Sylvain Kassap/Hamid Drake

June 19, 2017

Heads or Tails
RogueArt ROG-0072

Facility, rhythm and invention unite in the playing of Chicago’s Hamid Drake, one of the go-to percussionists in improvised music. That’s because Drake is both Clark Kent and Superman: able to power the most extravagant free-blowing ensemble as well as use subtle beats to advance a narrative. At his best in small groups, the drummer is absorbingly paired with a reedist of equal skill on this two-CD set.

Parisian Sylvain Kassap, master of almost every clarinet extant, slides fluidly between playing notated and improvised music, with detours into theatre and electronics. Heads or Tails is illustrative of this duo’s art, with one CD of extended performances and the other 13 studio sessions.

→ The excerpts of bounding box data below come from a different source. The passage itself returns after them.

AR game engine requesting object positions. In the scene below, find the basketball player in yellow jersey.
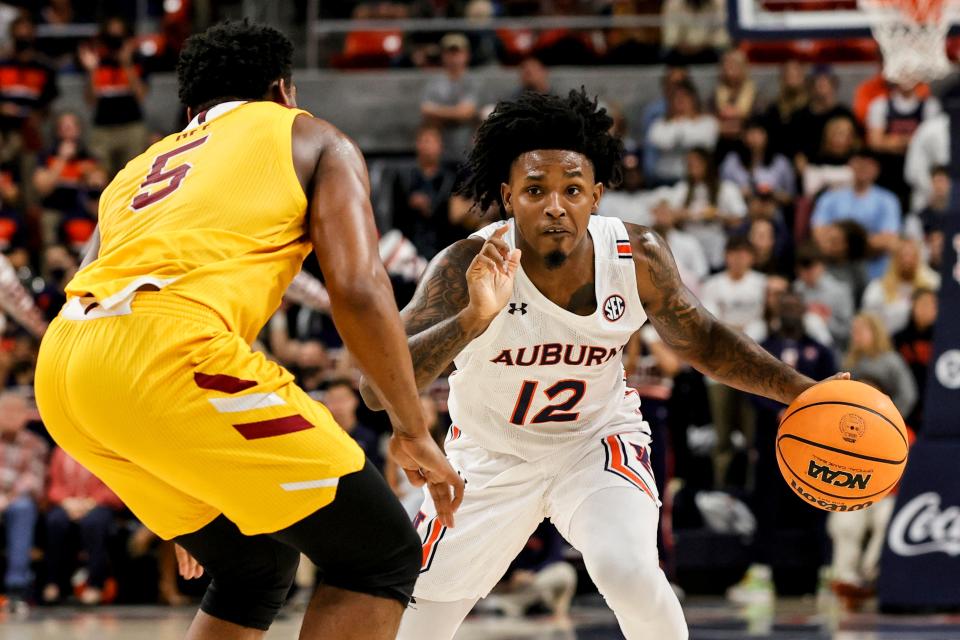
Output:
[36,22,463,640]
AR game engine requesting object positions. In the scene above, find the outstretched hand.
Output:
[467,225,520,320]
[173,544,203,580]
[390,434,464,527]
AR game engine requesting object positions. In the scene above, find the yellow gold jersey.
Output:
[66,102,310,343]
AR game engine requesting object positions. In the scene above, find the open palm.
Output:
[467,225,520,318]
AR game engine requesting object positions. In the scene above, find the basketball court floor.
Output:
[0,598,960,640]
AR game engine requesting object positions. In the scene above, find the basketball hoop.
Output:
[857,0,960,84]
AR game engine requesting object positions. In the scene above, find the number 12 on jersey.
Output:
[510,380,587,427]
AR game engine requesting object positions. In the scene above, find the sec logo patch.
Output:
[603,294,627,322]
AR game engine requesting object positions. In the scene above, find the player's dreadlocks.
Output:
[459,88,623,211]
[177,20,293,109]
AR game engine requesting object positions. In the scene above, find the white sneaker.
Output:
[727,564,777,604]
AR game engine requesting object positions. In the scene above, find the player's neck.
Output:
[518,232,596,307]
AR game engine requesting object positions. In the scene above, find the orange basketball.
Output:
[777,380,908,511]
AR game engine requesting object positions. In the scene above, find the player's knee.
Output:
[398,524,423,582]
[200,548,300,631]
[587,549,662,607]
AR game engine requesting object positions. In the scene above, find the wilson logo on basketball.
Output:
[603,295,627,322]
[790,478,873,511]
[840,413,867,442]
[807,460,873,489]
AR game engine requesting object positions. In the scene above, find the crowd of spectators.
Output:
[0,0,951,611]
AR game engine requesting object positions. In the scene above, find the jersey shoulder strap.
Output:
[469,218,513,247]
[588,215,633,266]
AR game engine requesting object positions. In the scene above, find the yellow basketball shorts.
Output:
[36,291,364,539]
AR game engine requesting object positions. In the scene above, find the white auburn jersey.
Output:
[448,215,649,460]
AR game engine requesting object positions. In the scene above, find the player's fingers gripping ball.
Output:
[777,380,908,511]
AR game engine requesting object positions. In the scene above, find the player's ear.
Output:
[590,182,603,213]
[269,78,297,107]
[500,182,513,216]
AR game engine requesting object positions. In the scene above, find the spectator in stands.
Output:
[762,60,809,159]
[670,149,747,270]
[727,291,836,604]
[660,0,730,64]
[811,150,902,278]
[893,289,939,432]
[638,66,690,181]
[646,82,717,186]
[867,83,941,206]
[795,116,860,198]
[0,15,58,151]
[267,301,330,373]
[867,83,941,156]
[33,111,107,250]
[904,166,952,270]
[764,274,833,347]
[903,113,950,211]
[652,198,710,293]
[484,521,577,618]
[0,391,47,614]
[33,244,80,322]
[827,328,917,609]
[598,152,665,226]
[795,65,856,158]
[747,218,793,276]
[815,220,868,301]
[323,378,383,471]
[0,156,23,258]
[391,125,465,260]
[510,55,551,100]
[843,312,917,416]
[720,118,797,205]
[793,242,854,349]
[713,49,757,158]
[78,17,147,176]
[700,236,766,489]
[463,0,504,67]
[43,447,123,605]
[862,239,940,335]
[420,33,480,163]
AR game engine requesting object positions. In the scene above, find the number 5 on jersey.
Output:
[510,380,587,427]
[130,135,210,211]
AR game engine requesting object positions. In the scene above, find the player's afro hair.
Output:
[177,20,293,109]
[459,88,623,211]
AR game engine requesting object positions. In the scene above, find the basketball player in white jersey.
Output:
[361,92,848,640]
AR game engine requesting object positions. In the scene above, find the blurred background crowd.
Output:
[0,0,951,615]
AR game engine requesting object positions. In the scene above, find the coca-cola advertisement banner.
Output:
[878,438,960,611]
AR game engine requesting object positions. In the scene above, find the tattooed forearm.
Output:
[360,239,484,410]
[630,225,814,403]
[407,314,483,390]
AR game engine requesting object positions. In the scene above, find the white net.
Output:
[858,0,958,84]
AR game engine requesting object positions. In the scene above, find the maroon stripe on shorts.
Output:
[233,415,313,440]
[193,372,257,393]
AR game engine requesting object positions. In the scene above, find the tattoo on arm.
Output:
[401,240,483,390]
[628,225,813,403]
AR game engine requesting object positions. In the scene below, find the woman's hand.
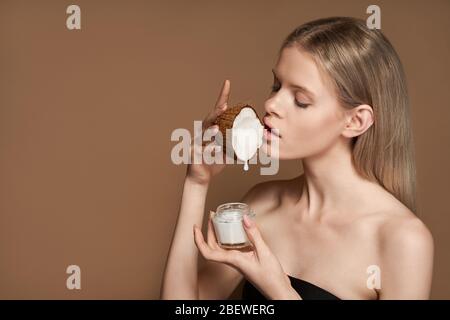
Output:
[187,80,230,184]
[194,212,301,299]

Putting quick-change artists to shame, the duo demonstrates faultless command of moods and inferences throughout the second disc. Whether it’s temple-bell-like resonations atop a buzzing reed ostinato on “Everyone Holds Its Breath”; the clarinetist’s agile slide from bagpipe-chanter to flute-like timbres on “Stubborn Old Folks”; Drake craftily shifting drum vibrations from irregular to steady on “Heavy Traffic”; or a piquant duet in near swing rhythm on “Downtown Riots”; singly and together the two are as in-sync as trapeze artists.

Discerningly titled Mutual Respect, CD1’s over 24½-minute showcase could be termed the 3-D version of the standard films on the other disc. Enthusiasm is maintained with an ever-shifting landscape, with watery trills or sweet puffs on Kassap’s part succeeded by hard slurs or separate melodies from a deconstructed clarinet, aptly paced by Drake’s rolls, paradiddles, frame-drum throbs and pauses.